Social Media And Company Reputation Management
3 yearsago 0 Comments 890 Views
Every smart entrepreneur knows social media is the biggest opportunity – and the biggest risk – to every business. Consumers and employees now have a platform to share their opinions and experiences about a company or brand. While social media can be good for growing business and attracting new customers, it can also expose the business to negative publicity and criticism, affecting reputation and brand equity. If business owners are able to handle negativity effectively through good use of social media platforms, they could help protect the brands from damages of all types.
Why is Online Reputation Management important to a business?
Brands and reputation often account for more than 30% of a company’s value. In other words, reputation is an individual or organization’s most valuable asset. With the help of anonymous users as well as the freedom of speech, customers and employees are rating businesses (and even CEOs) on review sites. As such, it is crucial for businesses to wisely manage negative responses on these platforms to protect the brands and products, and minimize the risk of their sales and reputation.
In recent years, however, it seems the term “reputation management” has been redefined to the act of pushing down or suppressing negative content by flooding the Internet with positive and even meaningless information. The power of the Internet and social media are endless, and companies need to do much more than suppressing content, from engaging websites directly to the covert ops of reputation management where high-tech experts make content literally disappear from search results.
Responding to social media feedback
Online feedback comes in different forms, either set public or anonymous, but may carry similar weight in terms of impacting a company’s destiny. Whether it is positive or negative, companies should follow a few simple procedures when monitoring social media for customer feedback.
1. Overall assessment
Review the online issue and determine if this is a one-time issue or if it has become an ongoing and long-term problem. A one-time occurrence such as a blog post or comment written by one person may be managed with a removal request or strategy. However, if it has already been rapidly shared and is appearing on multiple pages or channels, removal in this situation is quite impossible. It is also important to look at the overall impact of that negative content on the sales and business operations. The economic damage of a negative post must be assessed at all times as it plays a vital role in the budget and plan for future strategy and tactics.
2. Assess the author
In some cases, the source of the negative content is known. If the author is known to the company, be it a recently-fired employee or a dissatisfied customer, can they be contacted in order to resolve the issue and asked to take down the post? Or is this just someone who craves some attention?

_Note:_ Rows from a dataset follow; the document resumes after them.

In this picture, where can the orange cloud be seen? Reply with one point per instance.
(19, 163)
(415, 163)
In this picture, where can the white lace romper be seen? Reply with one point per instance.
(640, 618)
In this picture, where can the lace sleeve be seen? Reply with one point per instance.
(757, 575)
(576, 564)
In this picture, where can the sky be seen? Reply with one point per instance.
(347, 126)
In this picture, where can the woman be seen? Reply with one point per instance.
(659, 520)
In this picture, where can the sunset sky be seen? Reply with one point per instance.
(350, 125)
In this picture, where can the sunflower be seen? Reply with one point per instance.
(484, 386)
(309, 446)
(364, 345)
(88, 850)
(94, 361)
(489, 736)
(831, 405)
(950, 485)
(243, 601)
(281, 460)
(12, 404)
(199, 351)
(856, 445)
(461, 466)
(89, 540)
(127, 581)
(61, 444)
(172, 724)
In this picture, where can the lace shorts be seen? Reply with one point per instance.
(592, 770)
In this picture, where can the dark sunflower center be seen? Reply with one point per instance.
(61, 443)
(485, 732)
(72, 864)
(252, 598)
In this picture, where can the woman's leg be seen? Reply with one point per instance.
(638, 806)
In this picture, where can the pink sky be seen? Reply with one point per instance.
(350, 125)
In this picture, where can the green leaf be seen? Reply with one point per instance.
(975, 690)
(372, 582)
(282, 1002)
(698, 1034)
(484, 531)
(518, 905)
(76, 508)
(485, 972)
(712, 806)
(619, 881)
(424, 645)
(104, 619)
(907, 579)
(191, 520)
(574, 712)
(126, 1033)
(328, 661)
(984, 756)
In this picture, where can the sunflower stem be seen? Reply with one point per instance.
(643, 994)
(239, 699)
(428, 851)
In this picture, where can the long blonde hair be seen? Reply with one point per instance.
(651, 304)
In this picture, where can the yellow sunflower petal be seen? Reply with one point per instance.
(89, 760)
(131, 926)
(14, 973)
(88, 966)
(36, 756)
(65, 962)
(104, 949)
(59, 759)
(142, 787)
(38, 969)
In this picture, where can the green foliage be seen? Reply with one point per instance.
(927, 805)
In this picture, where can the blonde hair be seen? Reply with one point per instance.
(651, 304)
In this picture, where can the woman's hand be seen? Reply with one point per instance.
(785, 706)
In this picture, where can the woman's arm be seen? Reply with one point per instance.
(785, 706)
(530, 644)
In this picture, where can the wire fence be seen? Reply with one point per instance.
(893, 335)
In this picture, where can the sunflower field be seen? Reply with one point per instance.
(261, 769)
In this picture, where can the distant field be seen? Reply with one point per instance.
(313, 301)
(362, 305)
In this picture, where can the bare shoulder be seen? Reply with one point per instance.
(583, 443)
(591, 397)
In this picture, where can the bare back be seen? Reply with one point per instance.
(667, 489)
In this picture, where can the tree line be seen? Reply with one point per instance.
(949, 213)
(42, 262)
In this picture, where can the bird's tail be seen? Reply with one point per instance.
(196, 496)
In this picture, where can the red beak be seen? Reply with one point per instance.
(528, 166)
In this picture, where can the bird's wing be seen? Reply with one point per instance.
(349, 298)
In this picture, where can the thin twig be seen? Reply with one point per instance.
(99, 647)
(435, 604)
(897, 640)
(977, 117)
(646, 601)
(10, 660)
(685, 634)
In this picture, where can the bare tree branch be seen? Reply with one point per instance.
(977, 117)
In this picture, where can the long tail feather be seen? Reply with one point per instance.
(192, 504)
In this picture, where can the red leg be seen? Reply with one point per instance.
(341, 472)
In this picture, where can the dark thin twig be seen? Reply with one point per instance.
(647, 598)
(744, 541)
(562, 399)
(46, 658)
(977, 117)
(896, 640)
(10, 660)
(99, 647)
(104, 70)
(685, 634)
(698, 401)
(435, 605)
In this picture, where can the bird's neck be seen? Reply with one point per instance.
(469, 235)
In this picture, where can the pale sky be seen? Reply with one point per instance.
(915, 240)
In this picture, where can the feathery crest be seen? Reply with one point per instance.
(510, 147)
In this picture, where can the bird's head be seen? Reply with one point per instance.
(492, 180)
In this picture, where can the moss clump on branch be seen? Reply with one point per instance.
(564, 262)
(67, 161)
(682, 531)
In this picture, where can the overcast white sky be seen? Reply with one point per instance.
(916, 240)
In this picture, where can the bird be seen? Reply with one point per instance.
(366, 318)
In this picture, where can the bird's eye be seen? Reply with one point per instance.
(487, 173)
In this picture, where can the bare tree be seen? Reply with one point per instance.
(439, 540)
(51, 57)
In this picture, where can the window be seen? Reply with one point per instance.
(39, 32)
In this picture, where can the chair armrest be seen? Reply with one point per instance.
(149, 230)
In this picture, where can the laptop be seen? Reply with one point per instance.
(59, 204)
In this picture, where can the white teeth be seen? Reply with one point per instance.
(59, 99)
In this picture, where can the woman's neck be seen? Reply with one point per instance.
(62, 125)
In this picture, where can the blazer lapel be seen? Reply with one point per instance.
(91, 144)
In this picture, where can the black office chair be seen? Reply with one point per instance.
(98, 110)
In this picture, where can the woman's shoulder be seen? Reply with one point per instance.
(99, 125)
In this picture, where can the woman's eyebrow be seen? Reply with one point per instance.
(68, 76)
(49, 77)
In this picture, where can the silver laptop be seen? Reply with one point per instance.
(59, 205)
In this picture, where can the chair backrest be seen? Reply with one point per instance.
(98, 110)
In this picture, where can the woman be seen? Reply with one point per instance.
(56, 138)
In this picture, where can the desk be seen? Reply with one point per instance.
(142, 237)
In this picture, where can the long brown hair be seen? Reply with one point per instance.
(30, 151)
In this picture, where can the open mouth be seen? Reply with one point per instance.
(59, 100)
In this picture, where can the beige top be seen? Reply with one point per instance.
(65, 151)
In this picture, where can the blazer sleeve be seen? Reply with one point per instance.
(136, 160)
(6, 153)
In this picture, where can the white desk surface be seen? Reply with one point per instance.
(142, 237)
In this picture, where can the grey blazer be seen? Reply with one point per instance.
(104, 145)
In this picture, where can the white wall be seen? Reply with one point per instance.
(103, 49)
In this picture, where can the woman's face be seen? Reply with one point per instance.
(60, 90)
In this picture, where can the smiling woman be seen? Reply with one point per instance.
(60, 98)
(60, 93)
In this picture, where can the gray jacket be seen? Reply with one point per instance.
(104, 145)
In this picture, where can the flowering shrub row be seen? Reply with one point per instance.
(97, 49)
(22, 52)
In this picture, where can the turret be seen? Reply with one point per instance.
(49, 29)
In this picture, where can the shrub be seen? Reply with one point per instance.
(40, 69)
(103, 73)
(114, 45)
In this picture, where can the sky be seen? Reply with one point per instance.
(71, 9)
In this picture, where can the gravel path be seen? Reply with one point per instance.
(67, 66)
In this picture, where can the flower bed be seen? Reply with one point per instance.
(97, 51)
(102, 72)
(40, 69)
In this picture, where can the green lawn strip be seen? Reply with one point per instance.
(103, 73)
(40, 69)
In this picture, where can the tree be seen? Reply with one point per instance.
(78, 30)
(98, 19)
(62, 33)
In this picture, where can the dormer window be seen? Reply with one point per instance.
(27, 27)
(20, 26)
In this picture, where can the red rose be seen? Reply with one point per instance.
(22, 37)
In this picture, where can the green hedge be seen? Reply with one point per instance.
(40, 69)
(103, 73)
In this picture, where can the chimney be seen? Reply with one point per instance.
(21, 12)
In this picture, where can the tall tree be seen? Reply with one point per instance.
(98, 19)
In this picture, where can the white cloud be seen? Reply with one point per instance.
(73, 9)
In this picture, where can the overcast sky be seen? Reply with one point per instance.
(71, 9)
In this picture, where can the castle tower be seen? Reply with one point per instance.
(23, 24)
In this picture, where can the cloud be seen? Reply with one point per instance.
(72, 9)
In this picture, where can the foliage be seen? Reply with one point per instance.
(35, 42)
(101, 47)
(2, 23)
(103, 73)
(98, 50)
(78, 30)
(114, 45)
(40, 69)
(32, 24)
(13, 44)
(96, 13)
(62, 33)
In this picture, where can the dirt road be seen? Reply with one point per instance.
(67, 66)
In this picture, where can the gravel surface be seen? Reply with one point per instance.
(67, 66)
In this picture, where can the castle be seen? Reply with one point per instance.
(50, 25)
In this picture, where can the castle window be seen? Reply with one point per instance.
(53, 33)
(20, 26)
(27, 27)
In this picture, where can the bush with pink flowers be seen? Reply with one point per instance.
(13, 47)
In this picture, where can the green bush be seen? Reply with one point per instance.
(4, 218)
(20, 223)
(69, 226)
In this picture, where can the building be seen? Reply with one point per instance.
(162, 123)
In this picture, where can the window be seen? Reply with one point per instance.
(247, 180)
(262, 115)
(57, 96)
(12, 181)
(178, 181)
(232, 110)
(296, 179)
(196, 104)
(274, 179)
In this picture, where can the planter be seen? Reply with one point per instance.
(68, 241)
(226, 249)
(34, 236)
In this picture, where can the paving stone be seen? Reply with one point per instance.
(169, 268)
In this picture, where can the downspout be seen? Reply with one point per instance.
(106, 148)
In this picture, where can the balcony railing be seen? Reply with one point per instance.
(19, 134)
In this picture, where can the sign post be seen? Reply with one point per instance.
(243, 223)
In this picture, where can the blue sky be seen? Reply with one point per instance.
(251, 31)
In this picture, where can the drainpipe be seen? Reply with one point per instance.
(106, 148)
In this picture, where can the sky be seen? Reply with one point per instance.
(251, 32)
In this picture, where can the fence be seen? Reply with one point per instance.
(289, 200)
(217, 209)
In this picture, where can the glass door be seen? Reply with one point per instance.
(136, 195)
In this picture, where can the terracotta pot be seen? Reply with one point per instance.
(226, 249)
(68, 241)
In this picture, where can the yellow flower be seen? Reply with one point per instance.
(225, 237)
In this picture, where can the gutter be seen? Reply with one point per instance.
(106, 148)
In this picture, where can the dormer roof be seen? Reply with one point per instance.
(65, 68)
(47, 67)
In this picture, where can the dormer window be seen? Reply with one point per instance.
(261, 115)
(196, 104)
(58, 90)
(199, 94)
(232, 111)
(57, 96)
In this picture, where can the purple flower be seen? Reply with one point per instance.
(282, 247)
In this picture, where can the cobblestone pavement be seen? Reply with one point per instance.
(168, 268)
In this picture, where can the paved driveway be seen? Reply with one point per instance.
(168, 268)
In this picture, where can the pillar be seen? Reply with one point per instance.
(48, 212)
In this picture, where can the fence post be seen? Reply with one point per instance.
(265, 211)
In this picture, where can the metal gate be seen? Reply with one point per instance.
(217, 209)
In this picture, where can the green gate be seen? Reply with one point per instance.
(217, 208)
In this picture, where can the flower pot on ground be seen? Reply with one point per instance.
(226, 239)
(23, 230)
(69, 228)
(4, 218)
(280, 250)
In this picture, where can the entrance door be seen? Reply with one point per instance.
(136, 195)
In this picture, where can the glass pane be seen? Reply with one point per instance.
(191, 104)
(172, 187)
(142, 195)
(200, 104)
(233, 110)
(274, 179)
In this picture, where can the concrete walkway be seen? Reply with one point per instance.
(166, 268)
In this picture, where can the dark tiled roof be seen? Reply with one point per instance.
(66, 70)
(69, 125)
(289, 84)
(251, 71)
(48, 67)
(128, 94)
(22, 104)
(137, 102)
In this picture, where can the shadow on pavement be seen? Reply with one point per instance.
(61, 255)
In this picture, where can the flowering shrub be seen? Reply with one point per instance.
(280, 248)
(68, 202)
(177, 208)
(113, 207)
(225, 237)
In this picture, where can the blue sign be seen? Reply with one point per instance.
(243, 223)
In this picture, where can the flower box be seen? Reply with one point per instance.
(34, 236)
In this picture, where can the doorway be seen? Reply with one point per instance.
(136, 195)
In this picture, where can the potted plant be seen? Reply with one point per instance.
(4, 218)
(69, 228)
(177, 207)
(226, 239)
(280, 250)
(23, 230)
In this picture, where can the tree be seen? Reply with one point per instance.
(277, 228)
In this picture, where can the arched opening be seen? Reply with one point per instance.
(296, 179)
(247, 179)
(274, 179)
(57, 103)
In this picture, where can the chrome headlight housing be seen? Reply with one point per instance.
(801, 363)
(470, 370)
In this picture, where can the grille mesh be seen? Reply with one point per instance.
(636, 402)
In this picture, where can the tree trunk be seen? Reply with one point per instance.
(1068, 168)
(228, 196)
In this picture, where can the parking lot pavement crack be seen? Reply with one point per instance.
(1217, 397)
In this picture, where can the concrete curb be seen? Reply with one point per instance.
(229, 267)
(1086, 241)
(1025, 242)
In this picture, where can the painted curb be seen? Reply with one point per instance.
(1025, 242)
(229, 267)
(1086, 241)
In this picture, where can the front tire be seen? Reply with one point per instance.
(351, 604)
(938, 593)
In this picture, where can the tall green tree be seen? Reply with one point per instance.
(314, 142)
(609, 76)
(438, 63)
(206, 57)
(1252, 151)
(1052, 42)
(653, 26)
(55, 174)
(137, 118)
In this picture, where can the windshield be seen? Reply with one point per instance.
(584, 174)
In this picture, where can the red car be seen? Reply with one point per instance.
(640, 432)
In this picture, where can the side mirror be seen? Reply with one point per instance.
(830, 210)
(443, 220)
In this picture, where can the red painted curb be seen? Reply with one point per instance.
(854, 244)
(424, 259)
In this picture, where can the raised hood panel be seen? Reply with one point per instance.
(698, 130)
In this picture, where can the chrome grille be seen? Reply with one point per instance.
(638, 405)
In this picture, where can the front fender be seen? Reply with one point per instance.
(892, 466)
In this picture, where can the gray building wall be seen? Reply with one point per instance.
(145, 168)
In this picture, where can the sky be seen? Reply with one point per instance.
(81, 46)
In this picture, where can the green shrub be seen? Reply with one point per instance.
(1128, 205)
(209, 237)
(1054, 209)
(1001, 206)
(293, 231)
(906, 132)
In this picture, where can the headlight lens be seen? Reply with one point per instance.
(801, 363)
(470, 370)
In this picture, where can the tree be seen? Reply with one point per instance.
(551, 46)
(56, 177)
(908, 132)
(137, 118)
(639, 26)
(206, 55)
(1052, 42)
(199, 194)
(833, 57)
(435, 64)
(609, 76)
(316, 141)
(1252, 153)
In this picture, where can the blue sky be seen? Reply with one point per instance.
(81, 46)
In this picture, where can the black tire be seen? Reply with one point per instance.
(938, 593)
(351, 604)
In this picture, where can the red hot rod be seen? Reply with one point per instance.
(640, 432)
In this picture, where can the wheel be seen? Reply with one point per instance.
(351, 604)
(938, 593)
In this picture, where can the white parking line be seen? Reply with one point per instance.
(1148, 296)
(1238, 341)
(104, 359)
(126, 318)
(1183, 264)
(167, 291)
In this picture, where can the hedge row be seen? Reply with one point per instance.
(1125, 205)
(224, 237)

On the other hand, if the poster is anonymous, their identity can still be found through legal channels. Usually, it may take several months of working with web hosting companies and analyzing IP addresses to identify an anonymous poster. However, sometimes just the mention of legal action alone is sufficient to compel the unknown person to remove the post.
3. Act promptly
Most customers have reasonable expectations about how long it will take to receive a response. Many companies give responses within one business day or a few hours, as they use social media as one of the main channels for customer service inquiries.
4. Do not delete negative comments
This seemingly easy solution is actually a slippery slope that could break a company, yet is one of the frequent mistakes that many companies make. Customers demand honesty and transparency, thus, simply deleting negative feedback will only hurt the company as integrity will be questioned.
5. Respond publicly
Responding publicly shows one’s professionalism and that they actually care about their customers. When the feedback is negative, try to move the conversation offline since no one wants to handle the matters publicly. A response via social media should always offer a way for the company and customer to connect offline by phone or by email. It is important to address the issue with a tone of professionalism, ask them to provide every single detail, then ask them to wait for a follow-up. Regardless of who is in the wrong, and unprofessional demeanor will only backfire, leading to nowhere.
What if the attack is too severe to be fixed?
Many times, the online attack is so severe that a simple strategy is not sufficient to alter the situation. In this situation, companies can consider different methods, such as removal tools or services, covert ops, or worse, let time decide.
1. Removal tools or services
There are many services that remove negative content where the third party company asks the complaint site to remove the complaints or attacks in return for a few thousand dollars. However, this method is actually not recommended due to scam-related issues.
2. Covert ops
Hire a trusted online reputation specialist who uses a combination of skills, including a deep understanding of how websites work and how terms and conditions are enforced, to get content either removed from websites or delisted from search results. Some will charge $10,000 – $20,000 depending on the number of negative results and degree of complexity. Ensure that payment is not made upfront, and ask for a guarantee that such content will not return for at least one year.
3. Let time decide
In many cases, the only way to alter the crisis is to wait for the heat to die down, while still employing multiple strategies and tactics offered by public relations and strategic communications professionals. Some issues might take a year to manage, and some may never get resolved to the satisfaction of the business owner.
In an era where social media can break or make a business, companies should set up policies and processes for dealing with and evaluating feedback. If done properly, they could prevent the issues from spreading across different platforms and minimize risks associated with people, sales, and business operations as a whole.